VANNES Le procès de deux receleurs se tient actuellement devant un tribunal français, à Vannes, dans le Morbihan. Cela n'a rien d'exceptionnel en soi, sinon que si cette affaire a pu aboutir devant la justice, c'est grâce à un antiquaire belge. Un de ses fournisseurs lui a revendu de la marchandise dont il doutait de la provenance.

Il a donc averti les autorités et la section arts et antiquités de la police fédérale a remarqué que certaines pièces provenaient de quatre cambriolages effectués dans des châteaux du Morbihan entre juillet 2002 et octobre 2003. Des vols estimés à plusieurs milliers d'euros et constitués de tableaux, de mobilier des XVe et XVIIIe siècles, de la porcelaine Ming, des tapisseries murales, des sculptures et bien d'autres choses encore.

Les deux hommes qui seront fixés sur leur sort le 15 février prochain ont une ligne de défense limpide. Jean-Claude, 62 ans, comparaît pour recel d'objets volés mais est un habitué des tribunaux puisqu'il totalise pas moins de quarante années de condamnations diverses et variées. Son complice, François, 40 ans, n'est pas un inconnu de la justice non plus. Tous les deux prétendent ne pas savoir d'où venaient les objets. Cela n'a pas empêché le procureur de requérir quatre ans de prison ferme.

Plaque tournante

La justice française peut s'estimer heureuse de pouvoir juger ces deux individus. En effet, la législation belge est floue en matière de recel et fait ainsi de la Belgique une véritable plaque tournante car, chez nous, on n'exige pas la traçabilité des oeuvres d'art.
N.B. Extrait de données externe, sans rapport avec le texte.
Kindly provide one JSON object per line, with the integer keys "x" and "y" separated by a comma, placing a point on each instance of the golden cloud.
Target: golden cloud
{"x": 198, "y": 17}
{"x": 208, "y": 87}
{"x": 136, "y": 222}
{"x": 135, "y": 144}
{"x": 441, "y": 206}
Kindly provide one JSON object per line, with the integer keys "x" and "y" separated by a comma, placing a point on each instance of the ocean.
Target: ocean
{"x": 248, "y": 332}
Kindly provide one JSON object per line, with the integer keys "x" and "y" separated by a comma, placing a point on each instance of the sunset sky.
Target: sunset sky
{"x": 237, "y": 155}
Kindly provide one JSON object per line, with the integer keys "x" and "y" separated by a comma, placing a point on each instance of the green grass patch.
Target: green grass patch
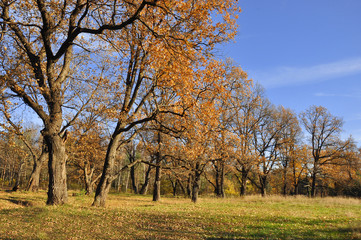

Cela signifie qu'une oeuvre volée en France peut être revendue chez nous en toute impunité: l'acheteur ne doit pas en connaître la provenance.

Sans le zèle de cet antiquaire belge, cette affaire n'aurait pas éclaté. Mais nul doute qu'elle n'aurait pas abouti non plus sans le soutien de la cellule arts et antiquités de la police fédérale. Cette cellule très spécialisée bénéficie d'une expertise reconnue internationalement et liée à une longue pratique.

Par la force des choses et de la loi, nos policiers doivent être particulièrement vigilants à tout ce qui se passe sur le marché de l'art sur notre territoire.